Roberta Smith: It wasn’t, or it was?

Derrick Adams: I even think it was.

Roberta Smith: As a painting.

Derrick Adams: Yeah, I think as a painting it was beautiful. The painting itself. I think that what people couldn’t really understand… it was almost like people who didn’t know who she was. Who is this person who is making this painting versus artists who’ve made works like this—

Charlotte Burns: It was more jarring

Derrick Adams: Yes. It was more, it was unexpected. Not because of the subject matter. I don’t think it was just because of the subject; it was a trigger, but I think it’s because the legacy of approach that she’s made as an artist with the type of work that she’s made.

Charlotte Burns: Right.

Derrick Adams: That was shocking, I think. People were trying to figure it out. It was almost like a left turn for her. Like, “Oh, she’s making this now?”

Charlotte Burns: Right. I see. There are other instances of this kind of furore around works of art. Another example would be the artist Sam Durant, who exhibited a work called Scaffold (2012) at the Walker Art Center. And there were huge protests from the Dakota tribe that eventually, through discussion between the artist and the community, the work was removed and then ceremonially burned. And that was another example of this idea of who had the right to comment on which histories and how.

There’s real sensitivity around it, and it was actually articulated recently with the current Whitney Biennial in which the artist Simone Leigh responded to critics’ reviews of the shows, which had said that there was nothing very radical about the exhibition. There was nothing in this time of turmoil that seemed particularly reactive to that. And she responded quite fiercely in a Facebook post that went viral, saying essentially that “critics who were saying that are not coming from the place I’m coming from. You don’t have the knowledge to recognize what’s radical about my work.” And that then sparked another conversation about what knowledge you need to bring to a work of art. What do you think about it, Roberta, as a critic? What knowledge do you think you should bring?

Roberta Smith: Well, I’m having lots of reactions to what’s been said so far, so I’ll just say I don’t quite agree with Derrick. I’ve never heard that take before, that’s really interesting.
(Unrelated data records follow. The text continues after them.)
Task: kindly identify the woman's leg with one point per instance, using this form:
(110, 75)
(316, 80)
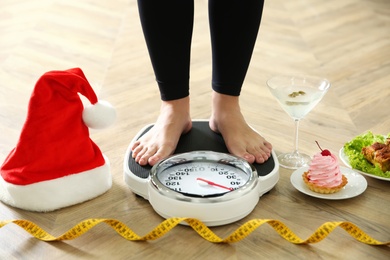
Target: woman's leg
(234, 25)
(167, 27)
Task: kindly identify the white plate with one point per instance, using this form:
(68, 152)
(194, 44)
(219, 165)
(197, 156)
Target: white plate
(356, 185)
(345, 160)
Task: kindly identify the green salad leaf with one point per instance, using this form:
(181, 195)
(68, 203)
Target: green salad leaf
(353, 150)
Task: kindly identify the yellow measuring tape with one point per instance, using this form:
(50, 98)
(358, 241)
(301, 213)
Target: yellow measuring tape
(239, 234)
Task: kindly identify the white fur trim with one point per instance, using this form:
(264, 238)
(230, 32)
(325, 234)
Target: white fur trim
(58, 193)
(100, 115)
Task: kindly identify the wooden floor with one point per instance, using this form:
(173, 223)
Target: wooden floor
(346, 41)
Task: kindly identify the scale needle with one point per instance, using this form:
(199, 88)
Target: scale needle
(214, 184)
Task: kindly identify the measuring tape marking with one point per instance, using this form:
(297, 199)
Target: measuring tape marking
(167, 225)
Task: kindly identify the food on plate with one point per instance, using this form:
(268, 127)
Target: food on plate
(378, 154)
(324, 175)
(365, 155)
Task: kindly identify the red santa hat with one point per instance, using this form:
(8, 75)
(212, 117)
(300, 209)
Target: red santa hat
(55, 164)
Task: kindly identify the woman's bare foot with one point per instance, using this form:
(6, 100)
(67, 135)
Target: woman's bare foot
(240, 139)
(161, 140)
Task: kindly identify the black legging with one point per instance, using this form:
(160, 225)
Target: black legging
(168, 25)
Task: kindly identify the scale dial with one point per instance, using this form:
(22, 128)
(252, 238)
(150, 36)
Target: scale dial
(202, 174)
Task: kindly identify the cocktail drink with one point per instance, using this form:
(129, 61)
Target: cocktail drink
(297, 96)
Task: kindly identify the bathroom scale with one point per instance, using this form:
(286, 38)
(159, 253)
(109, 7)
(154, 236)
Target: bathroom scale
(201, 179)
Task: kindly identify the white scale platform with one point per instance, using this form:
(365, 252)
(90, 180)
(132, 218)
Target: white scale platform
(200, 138)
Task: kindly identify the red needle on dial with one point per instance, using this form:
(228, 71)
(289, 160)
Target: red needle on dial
(214, 184)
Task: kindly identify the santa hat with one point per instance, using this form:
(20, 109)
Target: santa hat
(55, 164)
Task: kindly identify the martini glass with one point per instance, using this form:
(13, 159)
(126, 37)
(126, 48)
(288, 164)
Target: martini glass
(297, 96)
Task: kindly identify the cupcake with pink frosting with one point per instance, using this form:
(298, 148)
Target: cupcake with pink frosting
(323, 175)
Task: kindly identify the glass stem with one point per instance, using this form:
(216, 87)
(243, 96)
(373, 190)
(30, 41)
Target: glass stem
(296, 121)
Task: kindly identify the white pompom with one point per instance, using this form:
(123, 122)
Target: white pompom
(99, 115)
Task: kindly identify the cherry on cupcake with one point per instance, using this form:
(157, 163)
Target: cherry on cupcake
(325, 152)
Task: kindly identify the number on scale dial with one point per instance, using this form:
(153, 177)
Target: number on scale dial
(203, 179)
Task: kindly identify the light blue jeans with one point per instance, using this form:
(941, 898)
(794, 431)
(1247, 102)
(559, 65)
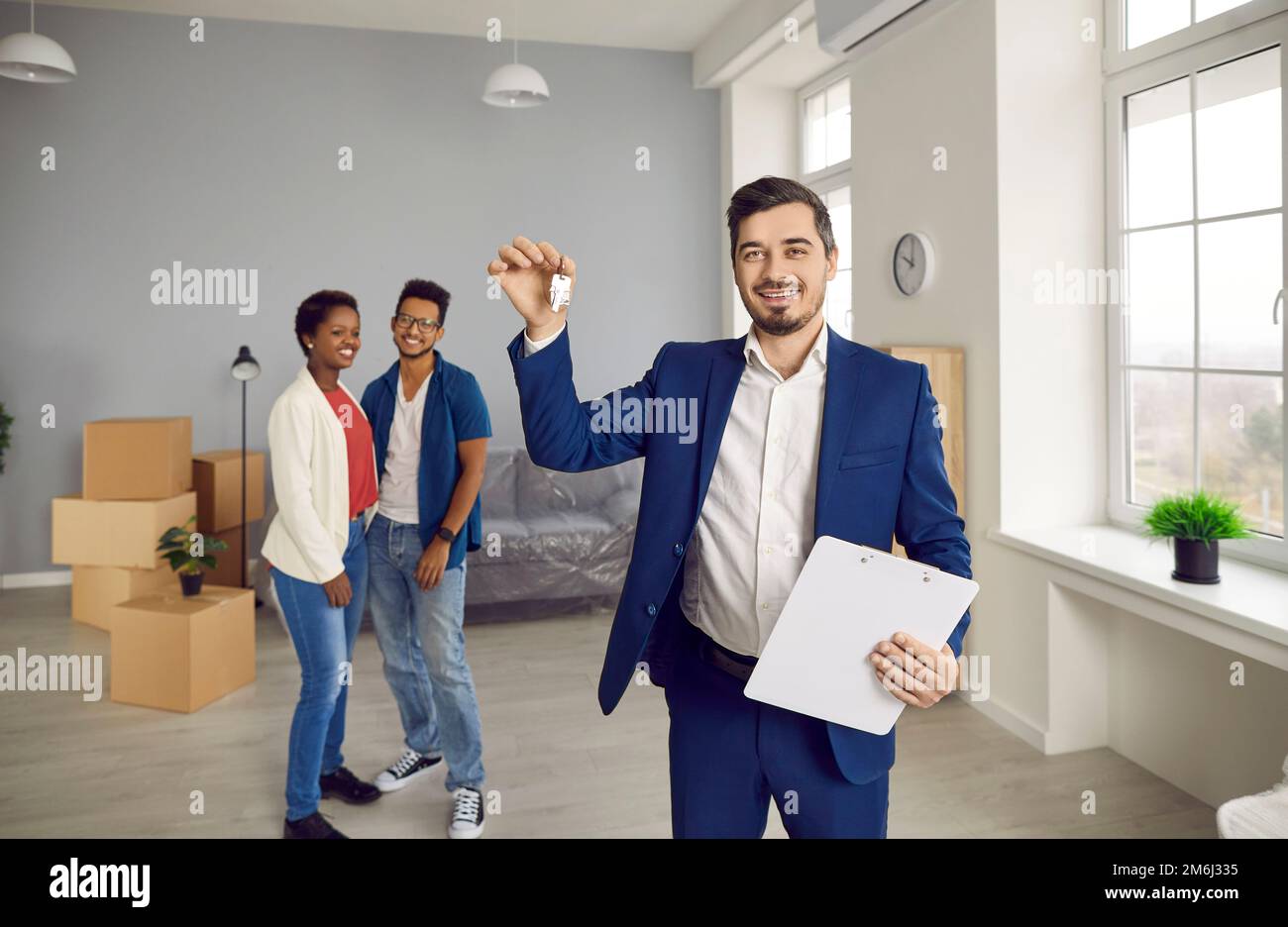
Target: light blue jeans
(323, 642)
(423, 642)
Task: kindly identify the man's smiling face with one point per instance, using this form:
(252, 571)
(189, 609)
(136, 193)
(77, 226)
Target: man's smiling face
(781, 268)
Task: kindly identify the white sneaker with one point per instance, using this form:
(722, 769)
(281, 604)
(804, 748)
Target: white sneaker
(467, 814)
(411, 765)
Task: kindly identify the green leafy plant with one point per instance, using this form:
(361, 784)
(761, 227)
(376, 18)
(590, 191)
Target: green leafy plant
(176, 548)
(1196, 516)
(5, 421)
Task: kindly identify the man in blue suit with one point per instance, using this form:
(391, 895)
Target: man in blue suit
(803, 434)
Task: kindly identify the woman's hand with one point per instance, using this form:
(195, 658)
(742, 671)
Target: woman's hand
(338, 591)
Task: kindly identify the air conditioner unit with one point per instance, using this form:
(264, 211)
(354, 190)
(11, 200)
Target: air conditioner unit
(849, 27)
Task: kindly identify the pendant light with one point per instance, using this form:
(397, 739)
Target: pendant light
(515, 85)
(37, 58)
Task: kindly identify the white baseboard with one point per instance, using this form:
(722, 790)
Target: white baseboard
(1000, 715)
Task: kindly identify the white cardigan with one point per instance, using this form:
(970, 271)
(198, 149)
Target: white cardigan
(310, 479)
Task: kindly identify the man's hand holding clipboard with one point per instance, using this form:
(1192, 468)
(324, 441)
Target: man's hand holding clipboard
(855, 605)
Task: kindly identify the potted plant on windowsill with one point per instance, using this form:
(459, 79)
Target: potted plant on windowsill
(1196, 522)
(188, 555)
(5, 421)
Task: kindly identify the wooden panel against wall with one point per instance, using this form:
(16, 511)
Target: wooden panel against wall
(948, 385)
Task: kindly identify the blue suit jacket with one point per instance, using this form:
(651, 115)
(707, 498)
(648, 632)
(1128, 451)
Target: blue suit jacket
(880, 475)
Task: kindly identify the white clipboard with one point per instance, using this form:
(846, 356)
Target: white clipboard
(846, 600)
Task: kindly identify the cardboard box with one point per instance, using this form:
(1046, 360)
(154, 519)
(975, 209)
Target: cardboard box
(138, 459)
(181, 653)
(217, 480)
(97, 533)
(228, 563)
(97, 588)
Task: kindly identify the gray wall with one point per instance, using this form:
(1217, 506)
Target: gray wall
(223, 154)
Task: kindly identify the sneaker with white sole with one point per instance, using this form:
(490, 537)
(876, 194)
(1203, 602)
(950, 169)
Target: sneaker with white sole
(410, 767)
(467, 814)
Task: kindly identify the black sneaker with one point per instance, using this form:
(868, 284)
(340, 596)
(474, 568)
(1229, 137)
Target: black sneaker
(411, 765)
(347, 786)
(314, 827)
(467, 814)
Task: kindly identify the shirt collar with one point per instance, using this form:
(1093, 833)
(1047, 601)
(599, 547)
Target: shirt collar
(816, 352)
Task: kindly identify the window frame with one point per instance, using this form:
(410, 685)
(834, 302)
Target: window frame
(1119, 56)
(833, 176)
(1188, 59)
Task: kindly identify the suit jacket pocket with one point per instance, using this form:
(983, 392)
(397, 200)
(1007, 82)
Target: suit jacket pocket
(870, 458)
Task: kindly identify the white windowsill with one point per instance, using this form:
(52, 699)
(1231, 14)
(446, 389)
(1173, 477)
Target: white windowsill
(1249, 599)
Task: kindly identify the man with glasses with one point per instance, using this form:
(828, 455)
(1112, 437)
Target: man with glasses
(430, 428)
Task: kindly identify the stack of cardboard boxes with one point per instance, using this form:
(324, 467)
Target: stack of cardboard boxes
(167, 651)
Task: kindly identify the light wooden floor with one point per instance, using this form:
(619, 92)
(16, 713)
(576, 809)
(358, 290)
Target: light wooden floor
(559, 768)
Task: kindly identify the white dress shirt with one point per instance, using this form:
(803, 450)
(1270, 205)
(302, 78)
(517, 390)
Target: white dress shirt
(399, 483)
(756, 526)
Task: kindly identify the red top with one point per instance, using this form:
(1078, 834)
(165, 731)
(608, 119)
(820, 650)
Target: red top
(364, 489)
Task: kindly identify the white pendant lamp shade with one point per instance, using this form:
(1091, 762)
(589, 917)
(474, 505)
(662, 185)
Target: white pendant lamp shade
(37, 58)
(515, 85)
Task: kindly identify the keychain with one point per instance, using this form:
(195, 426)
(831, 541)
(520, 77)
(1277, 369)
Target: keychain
(561, 290)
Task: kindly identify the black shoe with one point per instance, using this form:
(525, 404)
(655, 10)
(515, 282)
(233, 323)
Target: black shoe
(314, 827)
(404, 771)
(347, 786)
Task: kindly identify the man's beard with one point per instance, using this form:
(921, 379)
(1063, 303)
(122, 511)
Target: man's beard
(781, 323)
(413, 357)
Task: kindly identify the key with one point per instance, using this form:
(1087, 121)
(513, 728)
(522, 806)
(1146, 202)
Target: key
(561, 290)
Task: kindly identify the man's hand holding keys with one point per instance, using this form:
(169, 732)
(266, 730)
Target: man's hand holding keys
(524, 270)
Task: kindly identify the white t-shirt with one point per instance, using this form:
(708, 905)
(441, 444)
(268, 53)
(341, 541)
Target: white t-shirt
(399, 484)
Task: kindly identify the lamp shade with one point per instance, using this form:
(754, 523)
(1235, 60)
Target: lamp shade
(245, 367)
(515, 85)
(33, 56)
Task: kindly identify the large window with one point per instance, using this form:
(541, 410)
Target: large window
(824, 114)
(1197, 224)
(1150, 20)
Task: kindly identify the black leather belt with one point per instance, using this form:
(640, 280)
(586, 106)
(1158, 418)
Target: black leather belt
(738, 666)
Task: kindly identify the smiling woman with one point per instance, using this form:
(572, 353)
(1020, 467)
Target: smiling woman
(325, 479)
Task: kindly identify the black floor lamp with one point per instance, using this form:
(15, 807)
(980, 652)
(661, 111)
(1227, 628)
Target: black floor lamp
(245, 368)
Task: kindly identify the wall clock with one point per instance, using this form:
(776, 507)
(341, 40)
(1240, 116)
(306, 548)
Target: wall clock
(913, 262)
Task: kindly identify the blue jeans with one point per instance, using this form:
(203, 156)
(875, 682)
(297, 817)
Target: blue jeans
(323, 640)
(423, 643)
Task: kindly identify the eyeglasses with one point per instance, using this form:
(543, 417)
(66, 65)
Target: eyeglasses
(403, 321)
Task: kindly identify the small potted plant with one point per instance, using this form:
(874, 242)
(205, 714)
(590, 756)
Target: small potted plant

My general opinion about this is that you’re not going to stop anybody from doing anything. Nobody does not have a right to do what they’re doing. Artists are going to do what they want. They’re basically opportunistic. They basically have something they want to express, so they make it first and then they deal with questions later. And you could argue about whether that should have been shown, that’s a different argument. But the fact that it—and I’m not sure that, I mean she’s painted pictures of other American.

Derrick Adams: Open Casket. Autopsy of [Michael Jackson] (2005)

Roberta Smith: Michael Jackson.

Derrick Adams: Michael Jackson.

Roberta Smith: But also, the American vet, stretched out dead. But that one, I think the Modern has it.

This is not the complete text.